A subset of neurons in the brain’s subthalamic nucleus may be a potential target for pain relief in Parkinson’s disease (PD), as well as other diseases such as dementia, motor neuron disease and Huntington’s, and certain forms of migraine, researchers suggest.

The study, published recently in the journal eLife, reveals a novel pain-sensing network that links the subthalamic nucleus region of the brain to abnormal pain processing in a rat model of Parkinson’s disease.

Deep brain stimulation in the subthalamic nucleus can help with the movement-related symptoms of PD, but it may also reduce pain. The way it does this, however, is currently unclear, according to a media release from eLife.

In the study, the researchers used electrophysiology to measure the firing of electrical signals in nerve cells in the subthalamic nucleus of rats given a shock to their back paw.

Nerve cells were indeed temporally activated by this stimulation. They also found that the neurons fell into three response groups, showing an increase, decrease or no change in their baseline firing rate.

They next looked at whether these responses caused a change in brain function. Rats with a damaged subthalamic nucleus took much longer to show signs of discomfort than healthy rats.

When they expanded their study to rat models of PD, the team found that nerve cells in the subthalamic nucleus had higher firing rates and the responses to pain were bigger and longer than in the healthy animals. Taken together, this suggests that dysfunctional pain-processing pathways in the subthalamic nucleus are the cause of PD-related pain, the release explains.

To understand where the pain signals to the subthalamic nucleus were coming from, the team looked at two brain structures known to be important in relaying damage signals from the spinal cord: the superior colliculus and the parabrachial nucleus. Blocking their activity revealed that both structures play a crucial role in transmitting pain information to the subthalamic nucleus, and that a direct communication pathway exists between the parabrachial nucleus and the subthalamic nucleus.

As a result, the team believes this pathway is likely to be involved in the beneficial effects of deep brain stimulation on pain in PD, and that these novel insights could help to target stimulation to specific parts of the brain to make it more effective as a pain reliever, the release continues.

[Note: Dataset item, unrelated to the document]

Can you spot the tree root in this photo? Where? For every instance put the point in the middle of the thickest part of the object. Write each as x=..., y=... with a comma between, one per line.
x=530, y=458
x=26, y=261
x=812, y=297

“We have found evidence that the subthalamic nucleus is functionally linked to a pain-processing network and that these responses are affected in Parkinsonism,” concludes senior author and Inserm researcher Veronique Coizet, PhD, in the release.

“Further experiments are now needed to fully characterize the effects deep brain stimulation on this brain region in our experimental models, with a view to finding ways to optimize it as a treatment for pain caused by Parkinson’s and other neurological diseases.”